A sluggish housing market and a construction slowdown are hitting the state budget bottom line, with plummeting conveyance duty revenues contributing to a softer surplus in Treasurer Rob Lucas’s mid-year statement, unveiled today.

Dec 13, 2018, updated Dec 13, 2018
Rob Lucas. Photo: David Mariuz / AAP

Rob Lucas. Photo: David Mariuz / AAP

Lucas revealed a Mid Year Budget Review net operating surplus of $40.1 million for 2018-19 –down from $48.2 million in the September budget.

The MYBR document reports that conveyance duties “are expected to be lower than estimated at budget time”, with the revenue hit partially offset by slightly higher payroll tax returns.

Conveyance duty revenues are down by $22 million in just three months and are predicted to fall further in each year of the forward estimates.

“Total taxation revenues have been revised down in all years, mainly due to revisions to conveyance duty,” the document states.

“Conveyance duty receipts have been revised down, mainly reflecting lower than expected year-to-date growth in residential property values and transaction numbers, as well as lower transaction growth estimates from 2019–20.

“Conveyance duty receipts are still expected to grow in 2018–19, but more modestly than forecast in the 2018–19 Budget.”

After the closure of various building companies in recent days, Master Builders SA CEO Ian Markos this week demanded a raft of reforms to arrest the sharp decline of SA’s housing construction market.

State taxation estimates across the forward estimates are down by $79 million across the next four years, but the blow is softened by GST revenues, which are up $41 million in 2021–22, “reflecting the additional funding provided by the Commonwealth Government to ensure no state is worse off under the new distribution arrangements”.

The accounting treatment of the Land Services privatisation – sold off by the former Labor Government – was “under review” at the time of the September budget but has now been resolved, with the MYBR recognising the proceeds of the sell-off as revenue, which has improved the budget bottom line.

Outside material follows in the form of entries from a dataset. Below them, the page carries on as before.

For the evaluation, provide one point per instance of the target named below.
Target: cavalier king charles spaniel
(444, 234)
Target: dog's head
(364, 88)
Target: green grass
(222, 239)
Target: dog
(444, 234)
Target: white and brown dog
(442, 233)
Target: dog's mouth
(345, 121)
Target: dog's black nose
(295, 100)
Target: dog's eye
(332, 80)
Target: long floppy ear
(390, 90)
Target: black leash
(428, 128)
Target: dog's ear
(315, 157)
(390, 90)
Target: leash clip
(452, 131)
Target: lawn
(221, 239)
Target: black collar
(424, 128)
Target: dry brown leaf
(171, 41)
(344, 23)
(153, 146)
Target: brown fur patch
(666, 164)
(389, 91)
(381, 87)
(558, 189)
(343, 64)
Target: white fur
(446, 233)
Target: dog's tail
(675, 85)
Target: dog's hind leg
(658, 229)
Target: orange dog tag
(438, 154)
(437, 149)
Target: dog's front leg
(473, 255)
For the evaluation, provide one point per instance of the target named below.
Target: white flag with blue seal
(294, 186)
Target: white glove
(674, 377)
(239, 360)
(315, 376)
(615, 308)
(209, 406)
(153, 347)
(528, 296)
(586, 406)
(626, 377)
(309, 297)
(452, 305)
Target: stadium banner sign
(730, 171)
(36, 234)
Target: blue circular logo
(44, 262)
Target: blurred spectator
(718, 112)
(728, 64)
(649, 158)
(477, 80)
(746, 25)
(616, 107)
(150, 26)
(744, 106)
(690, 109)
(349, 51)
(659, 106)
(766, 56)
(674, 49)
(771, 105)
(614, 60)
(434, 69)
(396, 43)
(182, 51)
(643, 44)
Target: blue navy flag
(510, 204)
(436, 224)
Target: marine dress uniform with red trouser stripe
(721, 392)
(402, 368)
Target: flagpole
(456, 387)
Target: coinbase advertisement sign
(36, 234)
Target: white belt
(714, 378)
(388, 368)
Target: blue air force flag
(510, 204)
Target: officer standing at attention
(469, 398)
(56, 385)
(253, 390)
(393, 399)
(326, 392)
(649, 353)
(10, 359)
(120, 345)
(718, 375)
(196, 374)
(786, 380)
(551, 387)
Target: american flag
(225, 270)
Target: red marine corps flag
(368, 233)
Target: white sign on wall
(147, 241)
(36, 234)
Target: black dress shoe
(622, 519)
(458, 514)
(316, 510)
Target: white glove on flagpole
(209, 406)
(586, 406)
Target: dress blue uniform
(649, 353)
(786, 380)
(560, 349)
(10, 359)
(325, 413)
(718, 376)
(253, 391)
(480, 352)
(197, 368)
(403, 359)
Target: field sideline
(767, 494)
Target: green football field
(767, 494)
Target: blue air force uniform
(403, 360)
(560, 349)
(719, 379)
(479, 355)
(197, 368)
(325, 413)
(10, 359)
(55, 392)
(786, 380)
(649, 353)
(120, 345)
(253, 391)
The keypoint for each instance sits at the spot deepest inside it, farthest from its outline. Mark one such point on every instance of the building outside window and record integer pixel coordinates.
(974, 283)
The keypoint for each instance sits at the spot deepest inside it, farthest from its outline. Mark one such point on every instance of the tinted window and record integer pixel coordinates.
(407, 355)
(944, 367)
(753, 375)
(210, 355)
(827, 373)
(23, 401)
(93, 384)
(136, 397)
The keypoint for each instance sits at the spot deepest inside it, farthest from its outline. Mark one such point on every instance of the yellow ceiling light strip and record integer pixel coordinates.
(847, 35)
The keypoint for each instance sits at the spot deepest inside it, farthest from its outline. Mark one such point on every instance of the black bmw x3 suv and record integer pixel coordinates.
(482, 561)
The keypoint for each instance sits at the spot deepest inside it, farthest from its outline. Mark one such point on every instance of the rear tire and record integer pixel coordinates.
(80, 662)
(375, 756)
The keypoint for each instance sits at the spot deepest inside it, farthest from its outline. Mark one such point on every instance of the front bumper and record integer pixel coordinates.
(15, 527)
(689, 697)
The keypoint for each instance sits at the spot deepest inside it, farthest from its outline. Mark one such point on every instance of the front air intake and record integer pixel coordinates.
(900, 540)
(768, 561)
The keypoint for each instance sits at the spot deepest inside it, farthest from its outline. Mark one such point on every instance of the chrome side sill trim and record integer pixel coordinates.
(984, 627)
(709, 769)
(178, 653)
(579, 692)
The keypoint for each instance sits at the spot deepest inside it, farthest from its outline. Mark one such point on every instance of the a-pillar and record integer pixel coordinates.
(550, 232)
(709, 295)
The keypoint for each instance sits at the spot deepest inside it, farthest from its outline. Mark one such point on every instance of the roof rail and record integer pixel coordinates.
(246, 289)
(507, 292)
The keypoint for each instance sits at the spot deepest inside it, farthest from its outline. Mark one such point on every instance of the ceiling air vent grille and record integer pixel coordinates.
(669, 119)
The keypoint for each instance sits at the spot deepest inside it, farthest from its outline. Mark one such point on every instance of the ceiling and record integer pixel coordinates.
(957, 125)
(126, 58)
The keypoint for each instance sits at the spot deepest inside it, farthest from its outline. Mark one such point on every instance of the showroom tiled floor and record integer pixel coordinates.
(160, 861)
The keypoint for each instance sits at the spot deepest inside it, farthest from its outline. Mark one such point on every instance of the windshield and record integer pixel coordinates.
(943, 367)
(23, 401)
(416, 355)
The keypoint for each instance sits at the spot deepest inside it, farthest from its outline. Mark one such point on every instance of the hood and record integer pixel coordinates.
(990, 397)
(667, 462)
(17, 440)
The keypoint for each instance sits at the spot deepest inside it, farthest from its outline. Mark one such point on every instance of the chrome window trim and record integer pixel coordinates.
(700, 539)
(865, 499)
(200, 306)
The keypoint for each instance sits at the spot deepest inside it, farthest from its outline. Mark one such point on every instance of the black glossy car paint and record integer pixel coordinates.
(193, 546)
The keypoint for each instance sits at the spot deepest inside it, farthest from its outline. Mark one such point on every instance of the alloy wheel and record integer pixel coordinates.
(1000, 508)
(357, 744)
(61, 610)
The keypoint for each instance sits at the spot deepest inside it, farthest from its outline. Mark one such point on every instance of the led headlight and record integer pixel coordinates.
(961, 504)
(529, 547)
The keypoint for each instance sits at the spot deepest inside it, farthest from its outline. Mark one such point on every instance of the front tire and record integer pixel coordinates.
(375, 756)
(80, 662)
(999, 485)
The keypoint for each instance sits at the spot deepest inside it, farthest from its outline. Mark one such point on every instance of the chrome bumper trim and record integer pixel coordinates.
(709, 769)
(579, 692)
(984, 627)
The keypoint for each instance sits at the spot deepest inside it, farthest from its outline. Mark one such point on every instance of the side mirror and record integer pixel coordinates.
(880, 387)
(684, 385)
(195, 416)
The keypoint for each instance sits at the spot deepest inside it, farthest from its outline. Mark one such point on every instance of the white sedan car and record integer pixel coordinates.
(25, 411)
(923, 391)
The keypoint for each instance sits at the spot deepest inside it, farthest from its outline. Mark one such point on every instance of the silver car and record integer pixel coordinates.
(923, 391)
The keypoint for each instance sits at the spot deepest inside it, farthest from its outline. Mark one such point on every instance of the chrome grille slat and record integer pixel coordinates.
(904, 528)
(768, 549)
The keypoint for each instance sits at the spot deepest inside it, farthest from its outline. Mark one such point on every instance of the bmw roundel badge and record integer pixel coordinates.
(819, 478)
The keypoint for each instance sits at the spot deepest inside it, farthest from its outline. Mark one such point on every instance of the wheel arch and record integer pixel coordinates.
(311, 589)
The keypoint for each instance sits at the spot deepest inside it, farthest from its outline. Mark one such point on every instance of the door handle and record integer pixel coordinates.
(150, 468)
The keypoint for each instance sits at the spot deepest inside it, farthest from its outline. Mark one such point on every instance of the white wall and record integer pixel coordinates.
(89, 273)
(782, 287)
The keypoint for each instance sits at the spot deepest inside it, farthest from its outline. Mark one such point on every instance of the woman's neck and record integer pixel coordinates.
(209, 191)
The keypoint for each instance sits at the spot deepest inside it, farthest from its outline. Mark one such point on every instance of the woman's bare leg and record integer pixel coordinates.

A separate review of that privatisation by Auditor-General Andrew Richardson, also published today, found that “in the main, sound processes and controls were adopted and comprehensively documented”.

However, Richardson appeared less convinced about the element of the sale described by Lucas as a “secret deal” to privatise the state’s Motor Vehicle Registry, which would see access to more aggregated public data sold off to private enterprise, and potentially used for commercial purposes.

“We did… identify some areas where procedures, practices and controls could be improved,” Richardson noted.

“There is a lack of transparency for the general public about the contractual arrangements entered into with a private service provider for critical public services and the nature of consulting advice provided by the transaction advisors.”

Lucas said the mid-year budget statement “reaffirms our commitment to return the budget to real surpluses”.

“We can no longer conceal the real situation by using ‘one-off sugar hits’ from the privatisation of the Motor Accident Commission,” he said.

“It also invests in a sound recovery program to stem the significant budget blowout in the Central Adelaide Local Health Network, which has been haemorrhaging $300 million a year under Labor’s watch.”

The document details a total of $172.1 million over four years in new spending decisions taken since September, including $48.2 million from 2020-21 for government schools under the National School Reform Agreement with the Federal Government, $34.3 million to meet additional costs for children in state care and a $101.9 million SA Health rescue fund, which includes $18.9 million over 12 months for auditors KordaMentha.

Lucas said the budget’s economic forecasts “remain unchanged” except for Gross State Product growth, “which is half a percentage point lower in 2018-19, and a half a percentage point higher in 2019-20, reflecting the impact of dry weather conditions significantly reducing winter crop production levels this financial year”.

Net debt, which Lucas has consistently maintained he is content to carry, will increase by $247 million in 2021-22, “largely reflecting” the new budget spending decisions.